A 10 on 1/4 would be nice 

But more track focused this year 

Will aim for a 53 sec lap at knockhill but be happy with a 56-57


----------



## Adam Kindness (Jun 22, 2002)

Get the car under 1300kg
Get flatshift/paddle shift working


----------



## muzzer2002 (Oct 10, 2007)

U sticking with the os88 adam ?


----------



## Adam Kindness (Jun 22, 2002)

yeah :S havent really used it apart from snapping the main hollinger shaft.

53s lap...**** ! Thats a tall order


----------



## muzzer2002 (Oct 10, 2007)

Yeah a tall order. But got to aim for something hard 

Other wise i will get bored lol


Ouch. So getting a whole refresh is it adam 

Any reason why it snaped. As the holinger shaft is stronger than the nissan one


----------



## Adam Kindness (Jun 22, 2002)

no idea... its getting a full rebuild as it looks to have been ina bit of a state when we bought it (supposedly rebuilt by RB, but they didnt... ) Not ideal but expected a rebuild and it was always the plan to refresh it this winter anyway.


----------



## muzzer2002 (Oct 10, 2007)

Not ideal 

But as u said a refresh was on the cards over winter

Should knock a bit of time of fees laps with the os88


----------



## Adam Kindness (Jun 22, 2002)

aye, once she gets used to it. It'll have a GearTronics flat shift but not paddle shift till I rob a bank :lol:

Going back to the OS Superlock LSD too, but with revised ramp/lockup.

Engine is also out getting refreshed.

BUSY busy


----------



## muzzer2002 (Oct 10, 2007)

Yeah mate. Mines has moved on quite a lot. Should have it done soon 

Just waiting to book a date end of feb at wallace to rent ther rollers to run it in and get sam to map it


----------



## Lewis_08 (Jan 7, 2011)

My Plans - 

Fit the carbon parts i have
Look at the engine spec i want,turbo and exhaust
Get a softer suspension package (replace springs in HKS set-up or all new)
look at any handling mods i feel are needed after engine mods
Get the interior re-done
enjoy the car


----------



## cox (Jan 21, 2012)

finally drive my car after a lot of work and money spent.... ahahahahahah
make few trackdays...


----------



## markM3 (Jan 7, 2008)

Get Tomei Poncams fitted & remap in Spring, along with suspension geo tweeks and install tension rod brace.
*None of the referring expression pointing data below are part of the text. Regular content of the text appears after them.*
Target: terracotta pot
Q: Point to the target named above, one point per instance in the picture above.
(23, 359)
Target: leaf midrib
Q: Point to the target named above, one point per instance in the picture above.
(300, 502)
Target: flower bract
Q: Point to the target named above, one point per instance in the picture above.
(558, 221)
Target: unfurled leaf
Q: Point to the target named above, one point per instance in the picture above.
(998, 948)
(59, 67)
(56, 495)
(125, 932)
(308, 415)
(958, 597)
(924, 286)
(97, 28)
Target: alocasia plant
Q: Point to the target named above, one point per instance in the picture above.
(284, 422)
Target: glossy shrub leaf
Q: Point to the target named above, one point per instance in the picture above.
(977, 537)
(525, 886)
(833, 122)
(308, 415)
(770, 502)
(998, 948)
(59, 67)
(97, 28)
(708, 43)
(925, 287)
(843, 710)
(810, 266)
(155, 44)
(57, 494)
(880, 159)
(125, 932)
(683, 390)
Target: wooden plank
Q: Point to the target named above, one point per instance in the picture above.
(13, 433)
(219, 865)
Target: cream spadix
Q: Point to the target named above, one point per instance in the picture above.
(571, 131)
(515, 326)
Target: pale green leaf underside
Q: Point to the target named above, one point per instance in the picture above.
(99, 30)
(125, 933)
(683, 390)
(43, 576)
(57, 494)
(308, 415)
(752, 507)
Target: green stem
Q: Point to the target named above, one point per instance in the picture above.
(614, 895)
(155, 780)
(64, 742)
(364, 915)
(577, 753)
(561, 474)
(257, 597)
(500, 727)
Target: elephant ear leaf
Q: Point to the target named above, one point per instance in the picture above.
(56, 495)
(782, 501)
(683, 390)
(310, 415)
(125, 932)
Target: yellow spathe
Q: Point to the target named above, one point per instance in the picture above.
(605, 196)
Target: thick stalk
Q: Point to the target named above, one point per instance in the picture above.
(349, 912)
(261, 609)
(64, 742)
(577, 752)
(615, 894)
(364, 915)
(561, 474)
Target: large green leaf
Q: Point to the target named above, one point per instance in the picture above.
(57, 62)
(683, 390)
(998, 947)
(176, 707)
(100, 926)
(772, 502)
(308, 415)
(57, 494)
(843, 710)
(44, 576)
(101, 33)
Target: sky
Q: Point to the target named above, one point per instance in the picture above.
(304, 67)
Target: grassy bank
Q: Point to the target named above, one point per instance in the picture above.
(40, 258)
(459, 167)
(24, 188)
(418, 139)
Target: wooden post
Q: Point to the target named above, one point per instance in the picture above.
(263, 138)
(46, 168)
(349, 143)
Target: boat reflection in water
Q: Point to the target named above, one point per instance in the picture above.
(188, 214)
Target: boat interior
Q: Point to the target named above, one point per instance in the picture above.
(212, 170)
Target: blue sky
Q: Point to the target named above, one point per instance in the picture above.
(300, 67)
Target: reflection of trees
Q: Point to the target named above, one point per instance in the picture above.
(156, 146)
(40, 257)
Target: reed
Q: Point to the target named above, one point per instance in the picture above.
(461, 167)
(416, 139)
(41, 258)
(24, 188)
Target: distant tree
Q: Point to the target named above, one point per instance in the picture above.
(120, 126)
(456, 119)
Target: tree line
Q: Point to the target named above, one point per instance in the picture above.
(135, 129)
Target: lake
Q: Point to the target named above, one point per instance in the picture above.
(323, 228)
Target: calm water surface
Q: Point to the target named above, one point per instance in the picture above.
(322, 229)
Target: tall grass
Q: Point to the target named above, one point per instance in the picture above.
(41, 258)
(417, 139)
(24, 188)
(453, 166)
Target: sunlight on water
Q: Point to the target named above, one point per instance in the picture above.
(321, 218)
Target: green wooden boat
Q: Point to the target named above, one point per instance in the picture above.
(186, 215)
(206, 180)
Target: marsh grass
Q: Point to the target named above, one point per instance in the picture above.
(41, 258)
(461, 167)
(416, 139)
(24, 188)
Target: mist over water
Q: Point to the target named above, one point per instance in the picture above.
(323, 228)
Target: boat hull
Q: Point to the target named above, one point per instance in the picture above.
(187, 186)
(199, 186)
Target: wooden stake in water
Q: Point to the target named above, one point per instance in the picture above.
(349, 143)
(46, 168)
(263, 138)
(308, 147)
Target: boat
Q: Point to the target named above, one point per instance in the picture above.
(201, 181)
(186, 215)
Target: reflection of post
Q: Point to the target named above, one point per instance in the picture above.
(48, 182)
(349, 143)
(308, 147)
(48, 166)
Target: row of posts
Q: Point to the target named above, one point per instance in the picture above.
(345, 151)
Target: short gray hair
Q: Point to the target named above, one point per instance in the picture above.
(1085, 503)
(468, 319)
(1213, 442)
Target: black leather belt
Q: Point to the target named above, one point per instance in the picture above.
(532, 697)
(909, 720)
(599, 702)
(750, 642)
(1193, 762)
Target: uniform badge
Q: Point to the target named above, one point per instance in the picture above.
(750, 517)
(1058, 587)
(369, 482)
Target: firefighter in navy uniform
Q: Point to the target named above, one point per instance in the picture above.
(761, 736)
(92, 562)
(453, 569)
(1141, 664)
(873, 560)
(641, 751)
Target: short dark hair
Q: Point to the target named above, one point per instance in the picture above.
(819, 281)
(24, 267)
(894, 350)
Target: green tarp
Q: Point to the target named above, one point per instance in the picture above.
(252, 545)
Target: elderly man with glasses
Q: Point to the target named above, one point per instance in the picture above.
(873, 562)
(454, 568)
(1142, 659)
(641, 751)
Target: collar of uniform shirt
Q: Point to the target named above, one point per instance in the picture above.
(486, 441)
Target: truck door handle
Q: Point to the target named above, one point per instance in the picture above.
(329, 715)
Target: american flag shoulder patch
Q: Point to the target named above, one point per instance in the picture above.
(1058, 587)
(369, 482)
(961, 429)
Fresh oil and off to Brands to see how it all goes.....then will need new front brake discs.....

55 - 56 second lap of Brands Indy would be nice!


----------



## Adam Kindness (Jun 22, 2002)

aim higher than that  I'm sure my wife did a 53s lap in her 500bhp R32 in 2010


----------



## muzzer2002 (Oct 10, 2007)

Dam cheers for that adam. Have to raise my game now 

Maybe get fee to drive my car. So it gets decent times lol 

Im ok on straights. Its that things called corners. That bug me. Lol



51s. Is my new goal that i will never reach


----------



## GhostWKD (Nov 10, 2010)

Skyline Plan; 
Enjoy my hard work, fit/buy a silenced decat and finally get some trackdays in.

Daily runner;
Sell 530D before its worth nada (130k now) and buy either;
- Cheap rubbish runabout
- An S2000 again (last one got sold prematurely after it was keyed)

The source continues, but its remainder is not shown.